着床前検査(PGT-A、PGT-SR、PGT-M)

米国生殖医療学会がpreimplantation diagnosis(着床前診断)からpreimplantation testing(着床前検査)に呼称を変えたため、日本でも着床前検査と呼ばれることが多くなりました。 着床前検査はPGT-A、PGT-SR、PGT-Mの3種類に分けられます。

PGT-A:(着床前胚染色体異数性検査)

受精卵の染色体を調べて、着床しやすくて流産しにくい、染色体数の異常が無い受精卵を子宮に移植することで、胚移植あたりの妊娠率を上げて流産率を下げることができます。

図1 女性の年齢とPGT-A後の妊娠率

PGT-SR:(着床前胚染色体構造異常検査)

ご夫妻の染色体に転座など何らかの構造異常がある場合に行う検査です。PGT-SRを行うことで、繰り返す流産を防ぐことができます。

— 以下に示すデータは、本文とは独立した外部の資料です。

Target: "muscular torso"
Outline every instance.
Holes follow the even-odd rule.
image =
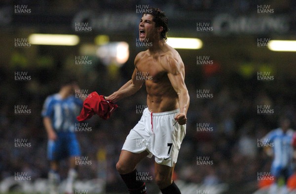
[[[166,54],[152,55],[145,52],[136,65],[139,71],[136,79],[145,79],[147,105],[153,112],[161,112],[179,108],[178,96],[164,68]]]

大谷レディスクリニックでのaCGH法およびNGS法によるPGT-SR

年齢(歳) 34歳以下
受検者(人) 45
累積流産率 2.2%(1/45)
受検者中出産者の割合 84.4%(38/45)

セントマザー産婦人科と名古屋市立大学でのFISH法によるPGT-SR

年齢(歳) 34歳以下
受検者(人) 37
(2015年受精着床学会抄録より、参考)
累積流産率 24%
受検者中出産者の割合 67.6%

セントマザー産婦人科と名古屋市立大学での自然経過観察

年齢(歳) 34歳以下
受検者(人) 52
(2015年受精着床学会抄録より、参考)
累積流産率 58%
受検者中出産者の割合 65.4%
補足 染色体異常保因者のためのPGT-SR

保因者とは本人は全く健康だが、次世代に重篤な遺伝性疾患を伝える可能性のある原因変異を持っている人という意味です。カップルのどちらが均衡型構造異常をもつと、流産を繰り返す可能性が高くなります。
流産を繰り返したときには、2人そろって染色体検査を受けてみられることをお薦めします。習慣流産の検査項目にはたいてい染色体検査が含まれていますが、採血だけですむ簡単な検査で、通常は2週間ほどで結果が出ます。
検査で異常が見つかった場合には、なるべく若いうちにPGT-SR(着床前胚染色体構造異常検査)を受けることをお薦めします。転座保因者の場合には、年齢が上がると増加する染色体の数的異常(異数性)に加え、転座由来の染色体不均衡が重なります。正常染色体の方に比べたくさんの受精卵を調べないと、正常型あるいは、均衡型の染色体をもつ受精卵を見つけることができません。より多くの卵子を採卵することができ、数的異常率の低い、若い年齢で検査を受けることが大切になります。検査方法、費用などについてはPGT-Aと同じです。

 

  • PGT-M:(着床前胚遺伝子検査)

    • 重篤な遺伝性疾患の原因遺伝子に変異を持つ方が受ける検査です。PGT-Mを受けることでお子さんの遺伝性の病気の発症を防ぐことができます。

    当院では不妊治療の成功率を上げる目的で着床前検査を行っています。遺伝病を調べるPGT-Mは実施しておりません。